The analysis outlines four periods of stability in regards to the mobilization of governance instruments, intertwined by periods of transition during which the ministry operates hybridization between instruments used and new intervention modes considered. These results show that the efficiency of these instruments – meaning the convergence between expected results and actual outcomes – perceived by the ministry is a prime factor in terms of stabilization and change in its participation in the governance of the field.
Thus, when used instruments lead physicians and researchers in genetics to act and interact in a way responding to the ministry expectations, its interventions tend to gravitate towards a certain governance pattern. On the other hand, the ministry tends to modify its methods of intervention when its interactions with the physicians and researchers shed doubts on the efficiency of those patterns. It was noticed that these changes are closely linked to a particular evolution of the context, bringing a modification to possible actions available to actors.

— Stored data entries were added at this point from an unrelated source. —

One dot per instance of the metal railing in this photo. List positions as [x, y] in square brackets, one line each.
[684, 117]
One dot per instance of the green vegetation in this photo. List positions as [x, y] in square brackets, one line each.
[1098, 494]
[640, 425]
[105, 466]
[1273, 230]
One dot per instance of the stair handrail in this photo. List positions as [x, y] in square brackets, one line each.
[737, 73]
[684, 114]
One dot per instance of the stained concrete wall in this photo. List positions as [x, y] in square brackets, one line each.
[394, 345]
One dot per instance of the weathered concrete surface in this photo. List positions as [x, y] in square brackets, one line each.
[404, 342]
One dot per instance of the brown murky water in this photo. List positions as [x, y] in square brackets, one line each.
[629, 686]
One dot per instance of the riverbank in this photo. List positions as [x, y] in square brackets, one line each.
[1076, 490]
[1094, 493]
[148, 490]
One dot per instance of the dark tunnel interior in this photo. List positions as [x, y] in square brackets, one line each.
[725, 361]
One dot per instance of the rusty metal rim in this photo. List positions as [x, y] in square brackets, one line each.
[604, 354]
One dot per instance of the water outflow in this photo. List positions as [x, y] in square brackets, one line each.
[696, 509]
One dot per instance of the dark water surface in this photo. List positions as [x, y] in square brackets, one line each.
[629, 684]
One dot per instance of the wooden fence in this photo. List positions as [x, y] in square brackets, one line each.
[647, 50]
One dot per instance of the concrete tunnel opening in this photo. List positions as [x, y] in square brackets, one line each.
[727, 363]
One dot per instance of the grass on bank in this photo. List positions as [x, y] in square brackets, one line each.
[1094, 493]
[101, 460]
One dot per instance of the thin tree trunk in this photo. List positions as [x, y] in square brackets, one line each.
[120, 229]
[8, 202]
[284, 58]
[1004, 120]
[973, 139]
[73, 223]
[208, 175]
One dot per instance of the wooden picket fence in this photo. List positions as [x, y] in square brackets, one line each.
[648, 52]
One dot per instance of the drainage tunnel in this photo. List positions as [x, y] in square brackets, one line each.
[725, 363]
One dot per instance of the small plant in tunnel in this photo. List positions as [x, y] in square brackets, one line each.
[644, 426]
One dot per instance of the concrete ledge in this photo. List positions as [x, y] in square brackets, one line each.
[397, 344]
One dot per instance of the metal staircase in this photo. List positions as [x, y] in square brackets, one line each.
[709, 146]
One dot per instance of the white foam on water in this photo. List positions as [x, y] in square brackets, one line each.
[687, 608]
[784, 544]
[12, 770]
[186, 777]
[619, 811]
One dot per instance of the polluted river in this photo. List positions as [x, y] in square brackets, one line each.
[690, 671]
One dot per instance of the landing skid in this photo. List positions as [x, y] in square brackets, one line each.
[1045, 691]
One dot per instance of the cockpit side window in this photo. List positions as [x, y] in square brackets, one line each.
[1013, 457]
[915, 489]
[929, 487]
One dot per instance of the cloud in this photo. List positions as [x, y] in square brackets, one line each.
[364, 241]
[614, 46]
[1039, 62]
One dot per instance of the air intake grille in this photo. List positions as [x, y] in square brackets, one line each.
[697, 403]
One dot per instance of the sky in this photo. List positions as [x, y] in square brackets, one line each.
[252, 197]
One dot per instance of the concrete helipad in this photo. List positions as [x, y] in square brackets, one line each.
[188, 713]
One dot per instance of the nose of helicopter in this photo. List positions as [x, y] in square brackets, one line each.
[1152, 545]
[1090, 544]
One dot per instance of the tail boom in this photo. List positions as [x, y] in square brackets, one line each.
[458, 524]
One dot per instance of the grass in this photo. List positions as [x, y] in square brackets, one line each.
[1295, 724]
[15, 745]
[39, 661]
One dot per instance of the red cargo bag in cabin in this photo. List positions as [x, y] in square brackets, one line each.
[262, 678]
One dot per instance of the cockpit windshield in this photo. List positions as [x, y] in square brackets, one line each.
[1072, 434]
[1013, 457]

Finally, results show certain factors allowing the ministry to achieve its objectives in regards to the governance of the genetics sector. The instruments strongly involving physicians and researchers and based on expertise considered to be legitimate appear more likely to bring a favorable action from those specialists in the view of the ministry’s objectives. Nevertheless, using such instruments supposes that the ministry recognizes its own dependence towards these physicians and researchers.